El desfile ha sido presidido por Felipe VI, que vestía uniforme de capitán general del Ejército de Tierra, acompañado de la reina Letizia, con vestido azul, y la infanta Sofía. La gran ausente ha sido la princesa Leonor, que estudia bachillerato en un internado en Gales (Reino Unido); viajar a España la obligaría a guardar cinco días de cuarentena a su regreso.
En la tribuna de políticos estaban, entre otros, los líderes del PP, Pablo Casado, y de Vox, Santiago Abascal, que no se han dirigido la palabra. Han permanecido en pie la mayor parte del desfile, quizá porque la decisión de Zapatero de quedarse sentado al paso de la bandera de EE UU el desfile de 2003 la pagó con críticas durante años.
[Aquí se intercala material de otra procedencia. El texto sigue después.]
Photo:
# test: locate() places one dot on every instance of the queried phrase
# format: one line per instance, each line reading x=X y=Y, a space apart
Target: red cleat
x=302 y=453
En otra tribuna se encontraban, sentados, los presidentes autonómicos, salvo el vasco Iñigo Urkullu y el catalán, Pere Aragonès, ausentes habituales, además del gallego Alberto Núñez Feijóo y el castellano-manchego Emiliano García-Page, que excusaron su presencia.
El lema de esta edición de la Fiesta Nacional ha sido “Servicio y compromiso”, en referencia a la intervención de los servidores públicos frente a crisis como la provocada por la pandemia, la tormenta Filomena o la erupción del volcán de La Palma. Como cada año, la ministra de Defensa, Margarita Robles, ha mantenido a primera hora una videoconferencia con los contingentes militares españoles desplegados en el exterior, a los que ha felicitado por la labor que realizan y por poner “el pabellón de España muy alto”.
La novedad, que iba a ser la presencia del prototipo del nuevo blindado de ruedas 8×8 Dragón, se ha caído a última hora del programa, según fuentes militares. El mando del desfile ha correspondido esta vez al general jefe de la Brigada Paracaidista (Bripac) y, junto a los tres ejércitos, han desfilado efectivos de la Unidad Militar de Emergencias (UME), Guardia Civil, Cuerpo Nacional de Policía, Salvamento Marítimo y Servicio de Vigilancia Aduanera.
Tras el desfile, los Reyes han ofrecido una recepción en el Palacio Real aunque, debido a las restricciones sanitarias, se ha suprimido el tradicional cóctel y se ha recortado el número de invitados a menos de 200, frente a los casi 1.500 de 2019. El pasamanos —saludo protocolario a los Reyes— ha durado poco más de 10 minutos, se ha limitado a un gesto a distancia y del mismo se ha ausentado el ministro de Consumo, Alberto Garzón, quien sí ha acudido al desfile, al igual que los otros ministros de Unidas Podemos, salvo el titular de Universidades, Manuel Castells, por motivos de salud. Tampoco ha estado en ninguno de los actos la ministra de Industria, Reyes Maroto, de viaje en Italia.